In 2022, the Center co-sponsored AB 2244, the Safe Roads and Wildlife Protection Act with the Wildlands Network. California Governor Gavin Newsom signed the act into law, which received bipartisan support and requires Caltrans to identify barriers to wildlife on roads and build crossing structures when building or improving roadways. 

The center also co-sponsored AB 1889, aka the Room to Roam Act with the Wildlands Network, which aims to reconnect fragmented areas for wide-ranging pumas and slow-moving newts. 

“Overdevelopment and careless development along with our roads have fractured the habitat so much that animals are unable to find food, shelter, and unrelated mates,” says Yap. “This act requires local governments to consider and minimize impact to wildlife movement and habitat connectivity as part of the conservation element of their general plan.”

Take Action: Improve the health and diversity of your own area by planting a pollinator garden.

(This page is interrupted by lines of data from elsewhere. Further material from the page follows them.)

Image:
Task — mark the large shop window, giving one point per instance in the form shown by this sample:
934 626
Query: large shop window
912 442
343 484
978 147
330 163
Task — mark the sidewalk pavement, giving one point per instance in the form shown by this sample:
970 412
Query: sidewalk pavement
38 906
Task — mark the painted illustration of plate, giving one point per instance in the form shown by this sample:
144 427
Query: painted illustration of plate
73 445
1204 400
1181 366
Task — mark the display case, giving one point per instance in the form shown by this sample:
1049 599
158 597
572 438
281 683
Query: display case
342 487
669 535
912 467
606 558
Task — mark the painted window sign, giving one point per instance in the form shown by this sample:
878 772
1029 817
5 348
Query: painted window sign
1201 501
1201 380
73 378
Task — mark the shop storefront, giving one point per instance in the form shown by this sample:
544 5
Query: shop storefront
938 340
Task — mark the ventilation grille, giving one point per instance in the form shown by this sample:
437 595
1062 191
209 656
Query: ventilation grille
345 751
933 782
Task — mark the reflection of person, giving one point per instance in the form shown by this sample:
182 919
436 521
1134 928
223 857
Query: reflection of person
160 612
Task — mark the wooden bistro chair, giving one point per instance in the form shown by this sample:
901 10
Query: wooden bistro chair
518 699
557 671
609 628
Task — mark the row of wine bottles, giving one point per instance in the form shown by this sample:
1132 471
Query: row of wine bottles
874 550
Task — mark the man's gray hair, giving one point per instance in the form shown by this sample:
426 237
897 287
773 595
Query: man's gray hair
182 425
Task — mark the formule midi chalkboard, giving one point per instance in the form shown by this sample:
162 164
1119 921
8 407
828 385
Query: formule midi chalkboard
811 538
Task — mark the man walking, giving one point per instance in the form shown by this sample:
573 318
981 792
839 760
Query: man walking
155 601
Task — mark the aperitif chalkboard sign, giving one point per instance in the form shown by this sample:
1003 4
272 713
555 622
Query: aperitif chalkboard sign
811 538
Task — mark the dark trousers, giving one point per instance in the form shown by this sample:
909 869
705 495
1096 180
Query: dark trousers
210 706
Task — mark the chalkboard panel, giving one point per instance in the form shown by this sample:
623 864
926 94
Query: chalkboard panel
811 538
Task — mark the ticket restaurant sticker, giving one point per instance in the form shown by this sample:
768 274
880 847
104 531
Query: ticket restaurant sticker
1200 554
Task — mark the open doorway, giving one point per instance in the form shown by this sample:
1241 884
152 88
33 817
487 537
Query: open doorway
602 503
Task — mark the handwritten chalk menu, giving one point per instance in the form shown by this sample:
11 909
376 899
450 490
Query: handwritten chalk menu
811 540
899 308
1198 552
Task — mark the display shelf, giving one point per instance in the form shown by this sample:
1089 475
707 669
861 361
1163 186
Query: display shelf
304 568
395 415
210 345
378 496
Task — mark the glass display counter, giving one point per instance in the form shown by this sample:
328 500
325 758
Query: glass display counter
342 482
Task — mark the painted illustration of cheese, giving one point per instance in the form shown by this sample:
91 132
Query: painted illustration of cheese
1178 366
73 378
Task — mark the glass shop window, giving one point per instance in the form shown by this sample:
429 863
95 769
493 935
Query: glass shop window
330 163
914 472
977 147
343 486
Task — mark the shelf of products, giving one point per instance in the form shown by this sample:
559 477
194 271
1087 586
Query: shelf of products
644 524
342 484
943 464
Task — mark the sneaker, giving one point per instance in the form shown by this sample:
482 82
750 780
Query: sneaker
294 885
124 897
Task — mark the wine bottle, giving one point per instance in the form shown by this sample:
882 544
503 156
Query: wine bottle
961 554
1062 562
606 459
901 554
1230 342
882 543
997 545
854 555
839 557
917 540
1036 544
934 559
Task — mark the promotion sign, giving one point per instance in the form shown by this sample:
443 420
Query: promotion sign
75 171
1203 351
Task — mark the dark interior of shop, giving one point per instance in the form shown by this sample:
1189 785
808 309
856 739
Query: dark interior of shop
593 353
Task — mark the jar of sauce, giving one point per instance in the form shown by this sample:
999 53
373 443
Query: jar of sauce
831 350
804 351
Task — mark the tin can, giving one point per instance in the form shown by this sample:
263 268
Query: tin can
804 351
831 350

Here’s how, by region.

The legislation encourages wildlife-friendly fencing, reduced light pollution, and the planting of drought-resistant native plants that will attract native pollinators. (Wildlife-friendly fencing is highly visible to animals and birds and allows for the safe passage of animals over or under fences; typically, this means a 40-inch-tall fence with a minimum of 12 inches spacing between wires. Light pollution can be reduced by minimizing light installations, using LED lights, pointing lights downward, and using shades or covers on lights.) 

“By keeping ecosystems healthy, we can better maintain the co-benefits people receive from them, like clean air and water, buffers from extreme weather, crop pollinators like bees and pest control like bats, which hunt crop-eating insects,” says Yap.